Why is stack overflow so horrible?

https://lemmy.world/post/45176647

Why is stack overflow so horrible? - Lemmy.World

Especially in my early days venturing into Python (with which I am still only casually acquainted), I’d google a problem and end up on an SO question outlining my exact problem, only see “closed as duplicate” or a bunch of snarky comments about how the questioner didn’t RTFM or whatever. Why do they hate people asking questions on this site specifically about asking questions? Part of being a noob is not just about not knowing the bare facts of a thing, but not knowing where to look for answers or even what to ask. While I’m on this soapbox, I hate it when people say “just google it.” because most of the time I see that phrase it’s because that forum post is the first google result.

The folks who say “just google it” are often unaware of how their own experience allows them to determine good instructions from bad.

For instance, if I told you to flummox the bumdarten by fluxing the foogartner, how would you begin learning what any of those words mean? How will you know if the bumdarten docs you’ve found are even the current version?

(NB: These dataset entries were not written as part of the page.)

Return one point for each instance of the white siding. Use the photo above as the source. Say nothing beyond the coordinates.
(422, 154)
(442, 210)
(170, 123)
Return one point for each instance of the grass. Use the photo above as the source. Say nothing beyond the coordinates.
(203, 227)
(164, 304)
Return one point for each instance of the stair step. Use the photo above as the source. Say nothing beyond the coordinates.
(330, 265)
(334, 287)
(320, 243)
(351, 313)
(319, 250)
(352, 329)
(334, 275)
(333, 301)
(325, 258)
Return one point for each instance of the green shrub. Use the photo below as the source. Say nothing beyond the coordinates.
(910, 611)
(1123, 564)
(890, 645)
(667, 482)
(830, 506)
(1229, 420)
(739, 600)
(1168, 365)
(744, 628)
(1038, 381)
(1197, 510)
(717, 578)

But at some point we have all encountered someone who simply asks for help instead of figuring out how to do it. And those people are usually in management.

Anyone who unironically says just google it, and doesn’t google it themselves and provides a link to a concise answer should be shot on sight.

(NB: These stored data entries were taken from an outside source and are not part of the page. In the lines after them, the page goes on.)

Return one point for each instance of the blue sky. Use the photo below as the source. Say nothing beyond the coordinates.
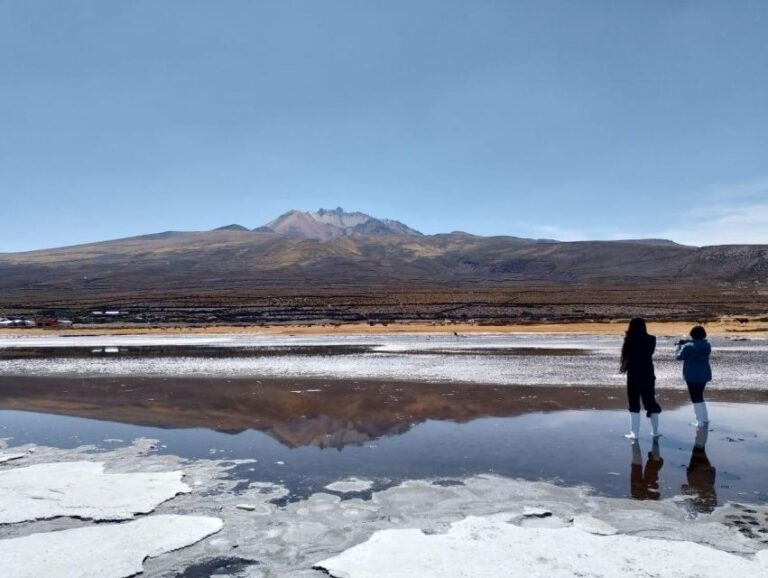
(544, 118)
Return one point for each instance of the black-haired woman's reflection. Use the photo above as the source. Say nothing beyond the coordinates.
(701, 476)
(644, 484)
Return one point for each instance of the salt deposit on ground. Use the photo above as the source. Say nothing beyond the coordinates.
(478, 547)
(104, 551)
(350, 485)
(8, 457)
(485, 358)
(82, 489)
(289, 539)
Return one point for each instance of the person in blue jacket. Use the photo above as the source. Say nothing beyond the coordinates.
(694, 353)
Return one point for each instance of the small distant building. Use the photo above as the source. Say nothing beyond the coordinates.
(50, 322)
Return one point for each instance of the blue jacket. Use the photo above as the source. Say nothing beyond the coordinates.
(695, 357)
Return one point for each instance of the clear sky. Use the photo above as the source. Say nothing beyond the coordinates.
(539, 118)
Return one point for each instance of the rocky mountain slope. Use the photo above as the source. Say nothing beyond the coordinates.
(316, 254)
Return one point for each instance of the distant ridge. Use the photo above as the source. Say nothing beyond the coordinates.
(232, 227)
(353, 266)
(325, 225)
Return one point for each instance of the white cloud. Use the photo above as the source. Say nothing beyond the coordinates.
(729, 215)
(726, 214)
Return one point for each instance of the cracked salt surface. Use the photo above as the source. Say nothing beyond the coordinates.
(478, 547)
(82, 489)
(104, 551)
(429, 358)
(288, 541)
(350, 485)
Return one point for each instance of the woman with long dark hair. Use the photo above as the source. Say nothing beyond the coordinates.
(637, 363)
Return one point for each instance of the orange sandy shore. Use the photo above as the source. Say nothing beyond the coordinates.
(721, 328)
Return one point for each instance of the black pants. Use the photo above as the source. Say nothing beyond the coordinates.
(696, 390)
(644, 390)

Same for the RTFM crowd. So many manuals are filled with so much fluff that just gets in the way of actually being useful.

And sometimes it impossible to google something if you don’t know the correct keywords to find what you are looking for.
Yes. I tell people that IT isn’t about knowing the answer right away, it’s about knowing which questions to ask, where to ask those questions, and how to interpret the results. These skills are in no way obvious if you aren’t familiar with the system you’re working with.

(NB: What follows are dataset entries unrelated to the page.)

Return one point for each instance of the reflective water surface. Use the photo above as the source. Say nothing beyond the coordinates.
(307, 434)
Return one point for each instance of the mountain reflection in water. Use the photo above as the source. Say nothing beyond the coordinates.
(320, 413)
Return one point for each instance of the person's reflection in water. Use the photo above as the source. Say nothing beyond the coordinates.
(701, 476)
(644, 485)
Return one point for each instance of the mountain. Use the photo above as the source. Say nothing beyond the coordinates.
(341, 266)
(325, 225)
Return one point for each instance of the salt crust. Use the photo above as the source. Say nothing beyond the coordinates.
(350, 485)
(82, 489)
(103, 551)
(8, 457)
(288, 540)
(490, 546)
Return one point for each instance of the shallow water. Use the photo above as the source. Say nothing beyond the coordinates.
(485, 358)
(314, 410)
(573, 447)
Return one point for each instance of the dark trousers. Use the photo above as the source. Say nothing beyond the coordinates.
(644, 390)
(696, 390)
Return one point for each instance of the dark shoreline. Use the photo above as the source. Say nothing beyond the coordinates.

Another thing about seasoned professionals - they have top-down and bottom-up knowledge of how their product works. They can discard a lot of superfluous information out of hand, which allows them to narrow the scope very quickly.

So when a newb is parsing an error log, they look at any and all related errors. 90% of their mental capacity is being used to judge each entry, asking themselves “Is this thing relevant to the problem?” Chasing red herrings.

Meanwhile, the senior engineer can glance over and see the 100 lines of network errors are just an uncaught exception from a deprecated module because a line of code never got commented out. Or some such shit.